'Pupil premium' means school cuts elsewhere - Gove
- Published
The government's "pupil premium" will lead to funding cuts for some schools, education secretary Michael Gove has said.
The £2.5bn policy - a key Lib Dem manifesto pledge - will increase the budgets of schools in England with a higher proportion of poorer children.
But Mr Gove told BBC1's Politics Show this would mean some schools "will have less".
Labour said the Lib Dems had been "sold a pup" by the Tories over the policy.
It comes as Deputy Prime Minister and Lib Dem leader Nick Clegg and business secretary Vince Cable both appeared to rule out unlimited fees for university tuition in England, when the government announces its response to Lord Browne's review of higher education funding in about two weeks time.
'Tight settlement'
Mr Gove said the government was still working out which schools would face cuts to their budgets.
He told the Politics Show: "It depends precisely on whether or not we allow the pupil premium to go to slightly more children or we target it very narrowly on the very poorest.
"Depending on that, you can then make a calculation about which schools will find that they're actually losing funding and which schools will find that they're gaining funding."
He added: "It's a very tight settlement and that does mean, and I won't run away from it, that there will be some schools that will have less."
Prime Minister David Cameron pledged in June that the pupil premium would be funded by money from other government departments.
He told the Commons: "We will take money from outside the education budget to ensure that the pupil premium is well funded."
But Mr Gove admitted to the Politics Show: "Some of it comes from within the education budget."
'Bring costs down'
He added: "Quite a bit of it comes from welfare spending... we've ensured that there is money that comes from welfare which is being spent on pupil premium and, without the welfare cuts, we wouldn't be in the position to have a real terms increase in school spending."
Professor Richard Grayson, who helped Mr Clegg devise the pupil premium policy, said the Lib Dems had been assured that the funding for the scheme would be on top of the existing education budget.
"As the facts emerge, it does become clear that there are going to be losers in the education budget, there are going to be children who are in schools who have less money, and that is not at all what we were aiming for," he told BBC Radio 4's The World This Weekend.
In Wednesday's Spending Review, Chancellor George Osborne said the schools budget would increase by 0.1% in real terms but he also scrapped the Education Maintenance Allowance (EMA), given to poor 16 to 19-year-olds to encourage them to continue their schooling.
And he slashed capital spending by 60% in real terms, with the Department for Education (DfE) expected to make a 3% reduction in its "resource spending" by 2014-15.
Mr Gove was also challenged on the Politics Show about whether school building schemes that had been given the green light now faced funding cuts of up to 40%.
He said the government was currently negotiating with building firms and wanted to "bring costs down".
Schools were informed about potential funding cuts in July, he added.
Shadow education secretary Andy Burnham said the Conservatives had promised Mr Clegg that funding for the premium would be additional to the overall schools budget - but this was "not the case".
He told Sky News: "The big issue here is that the pupil premium is a con.
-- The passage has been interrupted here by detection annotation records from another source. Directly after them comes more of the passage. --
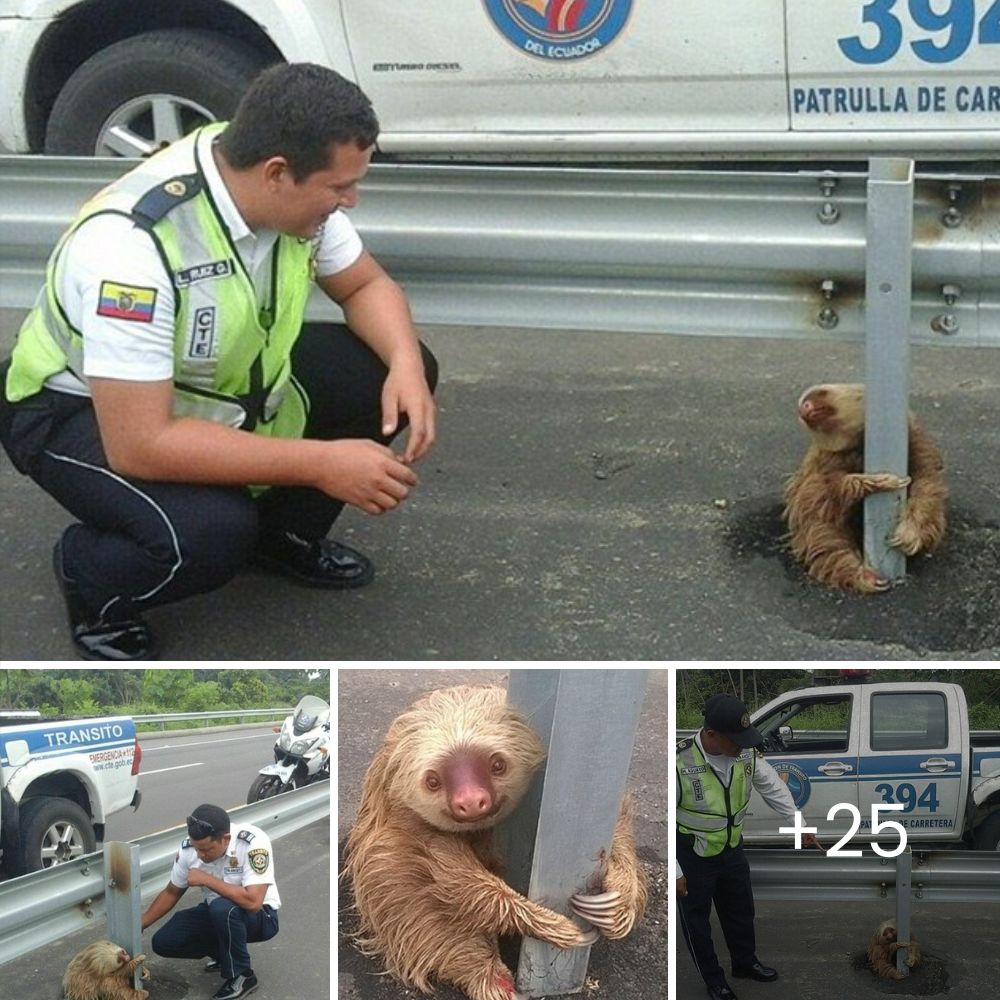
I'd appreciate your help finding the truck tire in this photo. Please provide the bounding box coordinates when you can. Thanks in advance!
[11,797,97,875]
[45,28,274,156]
[972,812,1000,851]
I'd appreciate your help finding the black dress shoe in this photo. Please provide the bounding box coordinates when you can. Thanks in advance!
[733,962,778,983]
[52,541,156,660]
[254,531,375,590]
[708,983,736,1000]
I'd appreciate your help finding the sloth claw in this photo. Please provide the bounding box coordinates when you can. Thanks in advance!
[571,889,622,909]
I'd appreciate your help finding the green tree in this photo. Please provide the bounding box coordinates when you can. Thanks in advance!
[180,681,225,712]
[53,677,101,716]
[142,669,194,712]
[229,670,270,708]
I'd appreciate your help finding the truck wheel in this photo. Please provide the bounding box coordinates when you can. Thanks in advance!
[11,798,97,875]
[45,28,273,156]
[972,812,1000,851]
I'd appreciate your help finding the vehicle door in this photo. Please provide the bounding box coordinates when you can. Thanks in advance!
[341,0,788,151]
[858,689,965,847]
[743,691,858,847]
[786,0,1000,131]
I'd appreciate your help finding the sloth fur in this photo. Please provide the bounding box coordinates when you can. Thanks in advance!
[63,941,149,1000]
[783,384,948,594]
[868,920,921,979]
[344,687,646,1000]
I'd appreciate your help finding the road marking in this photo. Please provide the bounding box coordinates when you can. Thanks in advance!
[138,732,278,757]
[139,760,205,778]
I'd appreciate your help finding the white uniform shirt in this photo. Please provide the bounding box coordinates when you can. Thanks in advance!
[46,129,363,396]
[674,731,795,878]
[170,823,281,910]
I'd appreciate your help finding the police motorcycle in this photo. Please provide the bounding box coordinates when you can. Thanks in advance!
[247,694,330,804]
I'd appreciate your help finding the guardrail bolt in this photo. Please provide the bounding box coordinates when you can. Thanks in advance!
[816,278,840,330]
[941,181,962,229]
[816,176,840,226]
[931,285,962,337]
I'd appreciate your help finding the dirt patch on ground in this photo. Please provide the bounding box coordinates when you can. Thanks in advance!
[726,496,1000,655]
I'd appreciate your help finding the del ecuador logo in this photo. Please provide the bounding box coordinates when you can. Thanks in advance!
[774,761,812,809]
[483,0,632,59]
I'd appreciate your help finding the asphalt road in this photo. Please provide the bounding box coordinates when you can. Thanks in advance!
[0,305,1000,660]
[337,668,668,1000]
[104,723,286,840]
[671,901,1000,1000]
[0,819,331,1000]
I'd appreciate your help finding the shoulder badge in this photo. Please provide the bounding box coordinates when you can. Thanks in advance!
[132,174,205,223]
[247,847,271,875]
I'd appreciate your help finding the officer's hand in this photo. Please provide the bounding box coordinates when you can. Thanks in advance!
[382,357,437,462]
[316,438,417,514]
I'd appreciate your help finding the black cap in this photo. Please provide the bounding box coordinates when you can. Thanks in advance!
[187,802,229,840]
[705,694,764,750]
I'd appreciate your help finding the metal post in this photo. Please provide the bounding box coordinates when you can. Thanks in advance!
[896,847,913,977]
[864,158,913,582]
[104,841,142,989]
[503,669,646,997]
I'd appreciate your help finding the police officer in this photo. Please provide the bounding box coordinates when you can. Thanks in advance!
[677,694,820,1000]
[142,804,281,1000]
[0,64,436,660]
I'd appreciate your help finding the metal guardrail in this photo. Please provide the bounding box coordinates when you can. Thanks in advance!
[132,708,295,729]
[0,157,1000,346]
[0,781,330,965]
[745,848,1000,903]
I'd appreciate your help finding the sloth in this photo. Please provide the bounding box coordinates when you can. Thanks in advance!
[783,384,948,594]
[343,687,646,1000]
[868,920,921,979]
[63,941,149,1000]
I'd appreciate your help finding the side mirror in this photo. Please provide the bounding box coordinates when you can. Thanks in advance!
[4,740,31,767]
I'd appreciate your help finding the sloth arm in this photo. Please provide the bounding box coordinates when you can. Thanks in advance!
[426,837,596,948]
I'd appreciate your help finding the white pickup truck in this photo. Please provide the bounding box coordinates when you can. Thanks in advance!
[743,682,1000,850]
[0,712,142,876]
[0,0,1000,164]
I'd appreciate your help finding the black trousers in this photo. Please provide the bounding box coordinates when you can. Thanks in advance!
[0,323,437,620]
[151,896,278,979]
[677,836,757,987]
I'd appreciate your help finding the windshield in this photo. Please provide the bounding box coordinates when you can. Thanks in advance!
[292,694,330,736]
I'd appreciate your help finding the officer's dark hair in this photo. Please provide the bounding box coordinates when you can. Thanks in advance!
[219,63,378,181]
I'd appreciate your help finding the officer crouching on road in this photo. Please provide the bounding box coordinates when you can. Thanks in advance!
[677,694,822,1000]
[142,804,281,1000]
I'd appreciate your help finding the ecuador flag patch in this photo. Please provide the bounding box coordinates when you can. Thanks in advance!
[97,281,156,323]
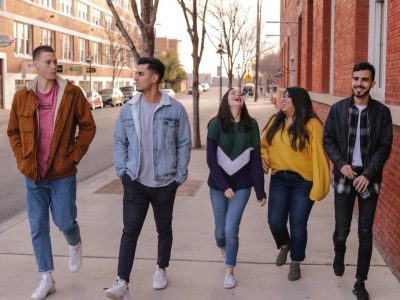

When the Lib Dems and Labour were in talks after the election, this was an issue upon which those talks foundered.
"The Lib Dems said to us: 'The Tories have agreed to fund the pupil premium over and above the schools budget. Will you do the same?'
"And Labour said: 'Well we can't because the money isn't there to give a pupil premium over and above.'
"And that is why the political significance of this issue is huge. Mr Clegg was sold a pup - he has not got what he said he had got and he's not been able to reassure his MPs on this point."